[ML] Custom function in anomaly detection job

Dear community,

I'm feeding documents directly from a source index to an ML anomaly job detection, using population analysis for a high cardinality use case (I don't want to feed aggregated data directly or using transform as it consume too much time for the high cardinality i have)

I use built in function in detector like sum, avg, count ... etc
Is there any possibility to instruct the ML engine to use a custom function for detector,

for example, i want to analyze a ratio for 2 metrics:
per entity, i have metric1=sum(field1) and metric2=sum(field2)
And i want to add a new metric3 = ratio(metric1, metric2)

Thank You

You should do this with a set of query aggregations in the datafeed of the ML job so that the sums and the ratio are calculated first, then fed to ML.

An older, but relevant example is here: Analyzing a ratio of documents over time with Anomaly Detection

In your case, you'd do two different sum aggregations, then do the ratio with a bucket_script aggregation

@richcollier perfectly agree with you if i want to feed an aggregation result to ML job
But my case, the term i need to use in aggregation is a high cardinality field, it will not work my case, that's why i'm feeding raw documents directly and letting ML engine doing the heavy lifting instead of asking a data node to do it.

Imaging I'm aggregating on 15min bucket with millions of entities like email or IP adresses

Actually, it is worse for the ML engine to do it since it is a single process on a single ML node. In contrast, an elasticsearch aggregation can be broken down and distributed to all data nodes in the cluster.

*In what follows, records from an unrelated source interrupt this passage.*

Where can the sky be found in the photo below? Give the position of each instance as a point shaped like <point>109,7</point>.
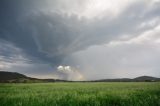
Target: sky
<point>80,39</point>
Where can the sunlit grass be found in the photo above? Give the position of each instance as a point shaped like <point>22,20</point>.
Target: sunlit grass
<point>81,94</point>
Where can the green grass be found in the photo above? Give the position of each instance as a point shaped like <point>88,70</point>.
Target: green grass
<point>81,94</point>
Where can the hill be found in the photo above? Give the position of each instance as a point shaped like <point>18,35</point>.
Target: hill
<point>14,77</point>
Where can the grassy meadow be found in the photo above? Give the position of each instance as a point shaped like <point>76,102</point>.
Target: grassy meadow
<point>81,94</point>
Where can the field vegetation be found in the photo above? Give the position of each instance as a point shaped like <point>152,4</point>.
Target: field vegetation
<point>81,94</point>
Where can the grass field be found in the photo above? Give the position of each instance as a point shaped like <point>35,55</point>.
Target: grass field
<point>81,94</point>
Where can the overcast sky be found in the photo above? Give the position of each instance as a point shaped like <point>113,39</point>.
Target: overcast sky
<point>80,39</point>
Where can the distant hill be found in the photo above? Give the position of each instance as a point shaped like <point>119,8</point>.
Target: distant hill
<point>146,78</point>
<point>14,77</point>
<point>137,79</point>
<point>10,75</point>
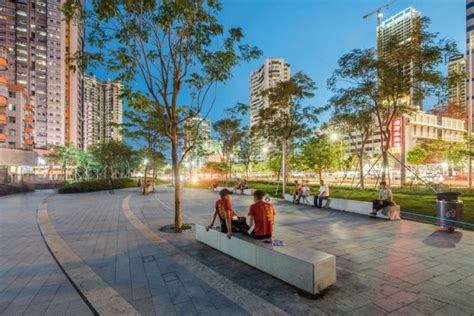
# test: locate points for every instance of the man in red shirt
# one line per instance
(224, 210)
(261, 216)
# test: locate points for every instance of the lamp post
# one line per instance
(469, 117)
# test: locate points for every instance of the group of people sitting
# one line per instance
(258, 223)
(302, 193)
(241, 186)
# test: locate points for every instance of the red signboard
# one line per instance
(397, 135)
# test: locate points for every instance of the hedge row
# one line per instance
(7, 189)
(97, 185)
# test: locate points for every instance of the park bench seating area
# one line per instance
(353, 206)
(309, 270)
(232, 189)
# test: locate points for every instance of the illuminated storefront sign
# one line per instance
(397, 135)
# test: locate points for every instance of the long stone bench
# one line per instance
(307, 269)
(353, 206)
(246, 191)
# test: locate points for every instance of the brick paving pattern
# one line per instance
(383, 268)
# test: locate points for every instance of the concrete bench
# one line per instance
(353, 206)
(307, 269)
(246, 191)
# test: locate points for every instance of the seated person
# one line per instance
(261, 217)
(215, 184)
(384, 199)
(305, 191)
(236, 186)
(297, 192)
(323, 194)
(243, 186)
(224, 210)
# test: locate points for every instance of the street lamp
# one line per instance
(469, 117)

If you have a high-cardinality field, perhaps the right approach is a two-step process:

  1. Use Transforms to do the aggregations (it handles high cardinality fields) and save the results into a new index. They can run in batch or continuous mode.
  2. Have ML use the index that is the output of step 1

Not agree with you @richcollier , unless you tried this approach in more than 10M cardinality use case
Continuous tranform on high cardinality is the worst case.
Feeding directly raw documents is more performant than passing by tranform

You could perhaps try using a script_field or a runtime field to calculate the ratio per document during the query for the ML job's datafeed

Thank You @richcollier for your contribution
I agree with you if the target is to add a new field to the raw document, mostly i do this at the ingest time and all fields in raw documents feeded to ML job are indexed for better performance.
But here in my case, i instructed the ML engine to do an analysis based on a bucket time span of 15min for example and the engine should compute some metrics using built in function like sum, mean ... etc, i would like it to compute a ratio of two metrics

This topic was automatically closed 28 days after the last reply. New replies are no longer allowed.